Police outside of Mar-a-Lago in West Palm Beach, Florida, on Tuesday August 9, 2022.
Joe Cavaretta/South Florida Sun Sentinel/Tribune News Service via Getty Images
Trump campaign officials are considering ramping up security at Mar-a-Lago, AP reported Wednesday.
Security at Mar-a-Lago is under scrutiny after Ye was not vetted before his meeting with Trump.
But Trump dismissed the report on Thursday, saying security at the resort is “strong.”
Former President Donald Trump said Thursday that security at his Mar-a-Lago resort is “strong”, pushing back on reports that rapper Kanye West’s visit last week had prompted staff to ramp up measures.
“We have very strong security, especially with the extremely talented Secret Service Agents on premises, but when I know someone, as I did Ye, we’re not going to have my guests strip searched, thrown against walls, and otherwise physically beaten,” Trump said on a Truth Social post.
Last week the former president met with West — who also goes by the name Ye — and white supremacist Nick Fuentes at his Palm Beach club in Florida.
Despite being the only one on the guest list, Ye arrived at Mar-a-Lago with several guests including Fuentes and far-right commentator Milo Yiannopoulos.
According to a report by NBC News, the driver of the car transporting the group was waved into the resort after showing a credit card instead of a driver’s license.
The dinner prompted stinging criticism from fellow Republicans, given some of Fuentes’ previous comments, and also led to Trump campaign staff discussing introducing new security measures, the Associated Press reported.
Sources told the AP that in order to prevent a repeat, Trump’s campaign was putting in place new protocols whereby a campaign official would accompany Trump at all times, and all visitors would be fully vetted before meeting the former president.

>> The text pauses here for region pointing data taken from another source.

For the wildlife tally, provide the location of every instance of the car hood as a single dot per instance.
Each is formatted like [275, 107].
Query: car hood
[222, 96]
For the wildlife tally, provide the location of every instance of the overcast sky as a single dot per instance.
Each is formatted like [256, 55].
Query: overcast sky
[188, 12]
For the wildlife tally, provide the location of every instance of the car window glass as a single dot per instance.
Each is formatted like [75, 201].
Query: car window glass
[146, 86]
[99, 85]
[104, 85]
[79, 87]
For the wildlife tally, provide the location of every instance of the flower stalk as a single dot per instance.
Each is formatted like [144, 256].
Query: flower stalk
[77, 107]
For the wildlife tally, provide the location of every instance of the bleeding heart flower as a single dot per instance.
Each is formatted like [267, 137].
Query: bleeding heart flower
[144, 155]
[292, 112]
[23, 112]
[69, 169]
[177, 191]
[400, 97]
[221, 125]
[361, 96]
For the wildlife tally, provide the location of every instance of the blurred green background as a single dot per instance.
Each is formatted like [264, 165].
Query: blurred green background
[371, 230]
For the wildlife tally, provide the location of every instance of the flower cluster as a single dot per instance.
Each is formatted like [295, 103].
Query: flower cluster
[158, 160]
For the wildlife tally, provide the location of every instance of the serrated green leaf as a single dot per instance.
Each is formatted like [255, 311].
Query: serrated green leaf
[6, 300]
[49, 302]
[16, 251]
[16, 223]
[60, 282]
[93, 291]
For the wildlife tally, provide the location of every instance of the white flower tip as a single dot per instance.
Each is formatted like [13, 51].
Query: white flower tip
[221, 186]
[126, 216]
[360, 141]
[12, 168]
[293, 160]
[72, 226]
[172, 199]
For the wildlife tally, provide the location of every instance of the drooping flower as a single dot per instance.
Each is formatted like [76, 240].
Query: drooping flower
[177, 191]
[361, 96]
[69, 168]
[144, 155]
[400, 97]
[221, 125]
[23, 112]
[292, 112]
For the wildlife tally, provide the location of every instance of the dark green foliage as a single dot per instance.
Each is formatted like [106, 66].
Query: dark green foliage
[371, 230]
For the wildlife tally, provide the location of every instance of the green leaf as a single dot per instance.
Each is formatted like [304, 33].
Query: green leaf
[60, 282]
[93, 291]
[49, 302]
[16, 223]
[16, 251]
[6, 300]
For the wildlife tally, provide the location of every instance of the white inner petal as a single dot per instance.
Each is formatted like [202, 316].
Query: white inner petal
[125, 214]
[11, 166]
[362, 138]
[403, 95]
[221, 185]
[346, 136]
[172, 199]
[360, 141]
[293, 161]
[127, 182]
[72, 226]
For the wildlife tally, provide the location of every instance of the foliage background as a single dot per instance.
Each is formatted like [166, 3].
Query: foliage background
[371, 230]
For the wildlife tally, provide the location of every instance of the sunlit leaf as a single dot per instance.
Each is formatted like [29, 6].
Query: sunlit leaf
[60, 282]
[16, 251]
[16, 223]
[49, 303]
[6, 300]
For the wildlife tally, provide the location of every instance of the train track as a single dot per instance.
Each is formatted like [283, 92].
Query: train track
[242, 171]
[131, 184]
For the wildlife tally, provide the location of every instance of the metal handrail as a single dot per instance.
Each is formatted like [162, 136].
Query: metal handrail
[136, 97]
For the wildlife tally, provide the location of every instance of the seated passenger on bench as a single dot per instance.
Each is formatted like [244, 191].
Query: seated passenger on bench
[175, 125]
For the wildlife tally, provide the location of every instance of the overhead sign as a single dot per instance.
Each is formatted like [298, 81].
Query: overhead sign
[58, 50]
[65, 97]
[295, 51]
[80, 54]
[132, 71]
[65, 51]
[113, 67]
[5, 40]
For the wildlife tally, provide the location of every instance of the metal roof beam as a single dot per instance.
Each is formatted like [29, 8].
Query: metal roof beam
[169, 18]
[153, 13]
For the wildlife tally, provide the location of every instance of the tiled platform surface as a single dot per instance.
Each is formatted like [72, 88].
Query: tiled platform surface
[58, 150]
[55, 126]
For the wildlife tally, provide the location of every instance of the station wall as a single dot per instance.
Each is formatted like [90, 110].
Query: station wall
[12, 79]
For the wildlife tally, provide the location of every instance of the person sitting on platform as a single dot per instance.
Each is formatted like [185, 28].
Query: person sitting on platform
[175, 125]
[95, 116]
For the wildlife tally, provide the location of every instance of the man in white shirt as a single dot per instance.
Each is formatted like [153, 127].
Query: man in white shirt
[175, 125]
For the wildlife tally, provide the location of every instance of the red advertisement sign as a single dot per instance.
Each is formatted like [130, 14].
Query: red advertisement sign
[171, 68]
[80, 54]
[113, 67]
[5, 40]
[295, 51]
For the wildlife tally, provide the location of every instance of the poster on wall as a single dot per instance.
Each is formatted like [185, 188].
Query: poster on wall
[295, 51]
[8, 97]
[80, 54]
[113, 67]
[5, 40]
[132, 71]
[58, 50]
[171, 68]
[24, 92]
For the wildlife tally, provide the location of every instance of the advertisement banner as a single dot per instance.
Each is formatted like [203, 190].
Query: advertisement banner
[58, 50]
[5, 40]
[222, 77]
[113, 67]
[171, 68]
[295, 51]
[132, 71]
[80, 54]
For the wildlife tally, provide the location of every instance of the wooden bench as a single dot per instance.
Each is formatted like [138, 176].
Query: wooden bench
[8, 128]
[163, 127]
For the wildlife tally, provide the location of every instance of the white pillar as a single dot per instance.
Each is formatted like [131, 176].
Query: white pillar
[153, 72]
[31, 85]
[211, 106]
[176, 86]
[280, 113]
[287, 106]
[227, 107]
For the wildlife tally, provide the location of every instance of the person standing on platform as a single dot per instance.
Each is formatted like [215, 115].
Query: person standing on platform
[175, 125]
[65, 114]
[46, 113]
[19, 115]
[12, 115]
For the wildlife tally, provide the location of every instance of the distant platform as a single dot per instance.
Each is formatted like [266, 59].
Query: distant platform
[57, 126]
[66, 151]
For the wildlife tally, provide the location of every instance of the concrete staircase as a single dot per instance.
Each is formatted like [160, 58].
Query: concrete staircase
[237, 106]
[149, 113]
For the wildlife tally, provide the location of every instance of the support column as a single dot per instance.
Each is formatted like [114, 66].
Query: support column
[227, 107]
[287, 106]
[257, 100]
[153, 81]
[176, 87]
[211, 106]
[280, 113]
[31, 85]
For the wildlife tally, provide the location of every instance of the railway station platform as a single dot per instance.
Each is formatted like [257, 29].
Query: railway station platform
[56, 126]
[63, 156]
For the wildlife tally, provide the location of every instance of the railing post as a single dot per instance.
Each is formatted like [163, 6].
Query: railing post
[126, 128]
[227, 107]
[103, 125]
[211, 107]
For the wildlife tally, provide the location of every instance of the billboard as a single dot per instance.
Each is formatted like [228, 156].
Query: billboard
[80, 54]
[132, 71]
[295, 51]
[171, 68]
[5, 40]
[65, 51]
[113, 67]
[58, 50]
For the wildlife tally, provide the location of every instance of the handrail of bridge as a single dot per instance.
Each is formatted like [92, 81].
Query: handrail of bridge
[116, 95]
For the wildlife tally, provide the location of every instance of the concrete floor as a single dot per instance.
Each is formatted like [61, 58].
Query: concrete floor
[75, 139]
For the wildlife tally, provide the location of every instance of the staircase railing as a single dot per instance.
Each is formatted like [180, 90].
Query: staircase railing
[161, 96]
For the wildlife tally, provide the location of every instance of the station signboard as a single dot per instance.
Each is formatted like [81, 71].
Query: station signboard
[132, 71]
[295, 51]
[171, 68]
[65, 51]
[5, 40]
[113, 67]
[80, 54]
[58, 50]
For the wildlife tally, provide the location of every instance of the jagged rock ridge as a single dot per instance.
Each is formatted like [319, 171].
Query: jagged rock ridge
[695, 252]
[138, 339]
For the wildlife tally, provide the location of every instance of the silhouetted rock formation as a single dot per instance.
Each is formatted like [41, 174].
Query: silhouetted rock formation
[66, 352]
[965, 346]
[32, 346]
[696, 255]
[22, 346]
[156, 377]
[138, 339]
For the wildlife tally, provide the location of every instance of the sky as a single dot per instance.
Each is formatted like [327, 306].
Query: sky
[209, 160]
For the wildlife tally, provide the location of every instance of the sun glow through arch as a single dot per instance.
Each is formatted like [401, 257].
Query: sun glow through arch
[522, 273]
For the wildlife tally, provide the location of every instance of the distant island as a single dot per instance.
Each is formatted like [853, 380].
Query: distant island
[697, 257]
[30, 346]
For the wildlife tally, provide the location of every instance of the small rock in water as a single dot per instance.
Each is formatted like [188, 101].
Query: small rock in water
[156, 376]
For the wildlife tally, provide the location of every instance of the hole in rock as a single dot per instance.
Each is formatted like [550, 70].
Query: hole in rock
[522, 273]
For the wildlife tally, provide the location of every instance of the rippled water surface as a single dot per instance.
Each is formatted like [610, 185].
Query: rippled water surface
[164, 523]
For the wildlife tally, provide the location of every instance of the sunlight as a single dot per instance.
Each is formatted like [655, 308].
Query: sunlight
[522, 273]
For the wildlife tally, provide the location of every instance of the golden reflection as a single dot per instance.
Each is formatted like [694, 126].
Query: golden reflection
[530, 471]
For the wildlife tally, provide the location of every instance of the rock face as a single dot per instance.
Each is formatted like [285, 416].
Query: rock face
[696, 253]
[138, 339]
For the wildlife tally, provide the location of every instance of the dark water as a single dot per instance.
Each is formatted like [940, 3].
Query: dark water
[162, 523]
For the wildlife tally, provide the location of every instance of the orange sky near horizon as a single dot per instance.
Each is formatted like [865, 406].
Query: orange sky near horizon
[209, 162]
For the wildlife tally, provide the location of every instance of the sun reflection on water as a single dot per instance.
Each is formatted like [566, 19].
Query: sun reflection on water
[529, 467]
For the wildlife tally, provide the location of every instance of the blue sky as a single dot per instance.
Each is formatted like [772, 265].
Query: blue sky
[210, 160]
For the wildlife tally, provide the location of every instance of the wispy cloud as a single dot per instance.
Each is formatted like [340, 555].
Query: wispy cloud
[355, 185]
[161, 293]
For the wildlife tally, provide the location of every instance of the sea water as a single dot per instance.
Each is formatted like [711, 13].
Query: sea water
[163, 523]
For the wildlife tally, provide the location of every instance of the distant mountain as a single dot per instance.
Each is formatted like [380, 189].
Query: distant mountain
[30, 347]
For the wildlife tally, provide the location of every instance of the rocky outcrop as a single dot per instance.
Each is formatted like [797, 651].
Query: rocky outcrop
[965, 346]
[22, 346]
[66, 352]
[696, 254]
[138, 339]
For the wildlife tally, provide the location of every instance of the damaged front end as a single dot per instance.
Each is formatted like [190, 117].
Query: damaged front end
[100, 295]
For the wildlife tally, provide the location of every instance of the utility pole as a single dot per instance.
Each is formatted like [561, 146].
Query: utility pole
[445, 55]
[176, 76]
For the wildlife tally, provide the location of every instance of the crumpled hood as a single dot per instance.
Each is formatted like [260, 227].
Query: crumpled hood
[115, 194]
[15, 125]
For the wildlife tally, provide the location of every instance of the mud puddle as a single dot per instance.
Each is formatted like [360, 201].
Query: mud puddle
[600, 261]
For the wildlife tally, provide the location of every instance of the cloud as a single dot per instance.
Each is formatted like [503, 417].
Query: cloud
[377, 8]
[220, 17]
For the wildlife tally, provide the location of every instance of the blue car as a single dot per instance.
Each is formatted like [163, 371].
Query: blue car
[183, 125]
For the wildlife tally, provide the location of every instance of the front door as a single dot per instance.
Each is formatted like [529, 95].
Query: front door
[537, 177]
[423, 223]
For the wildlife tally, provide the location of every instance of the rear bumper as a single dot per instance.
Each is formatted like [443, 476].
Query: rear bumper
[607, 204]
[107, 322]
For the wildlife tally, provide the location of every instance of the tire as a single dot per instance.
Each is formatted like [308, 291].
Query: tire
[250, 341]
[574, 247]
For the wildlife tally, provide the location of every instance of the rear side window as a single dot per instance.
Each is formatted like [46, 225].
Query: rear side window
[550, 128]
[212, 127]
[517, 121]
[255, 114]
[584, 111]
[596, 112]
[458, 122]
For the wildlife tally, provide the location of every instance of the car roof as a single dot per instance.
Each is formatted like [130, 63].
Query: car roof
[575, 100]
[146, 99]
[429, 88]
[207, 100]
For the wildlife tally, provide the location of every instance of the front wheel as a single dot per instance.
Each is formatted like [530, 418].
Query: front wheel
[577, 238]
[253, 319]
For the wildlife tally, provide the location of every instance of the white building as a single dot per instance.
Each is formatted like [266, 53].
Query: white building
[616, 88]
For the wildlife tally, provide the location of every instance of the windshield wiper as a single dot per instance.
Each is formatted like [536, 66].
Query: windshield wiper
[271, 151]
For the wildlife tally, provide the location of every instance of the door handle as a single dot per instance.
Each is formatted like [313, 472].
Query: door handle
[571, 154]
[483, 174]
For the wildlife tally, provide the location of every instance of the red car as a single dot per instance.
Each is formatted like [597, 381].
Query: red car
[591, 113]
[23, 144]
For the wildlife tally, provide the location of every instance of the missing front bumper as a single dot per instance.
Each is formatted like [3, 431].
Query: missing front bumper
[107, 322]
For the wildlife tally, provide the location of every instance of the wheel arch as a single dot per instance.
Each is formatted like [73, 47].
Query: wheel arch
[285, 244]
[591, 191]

“The anonymous sources don’t exist. Stories to the contrary are FAKE NEWS!” Trump wrote, in response to reports of increased security at Mar-a-Lago.
Security concerns at Trump’s Florida club are well documented.
In 2017, Trump held sensitive foreign policy discussions with then-Japanese Prime Minister Shinzo Abe in full view of other guests eating dinner at the club.
Two years later, a Chinese woman trespassed into the club carrying a USB drive and a device for detecting hidden cameras.
The Secret Service found that she was able to enter the club because the name on her passport partially matched that of a club member.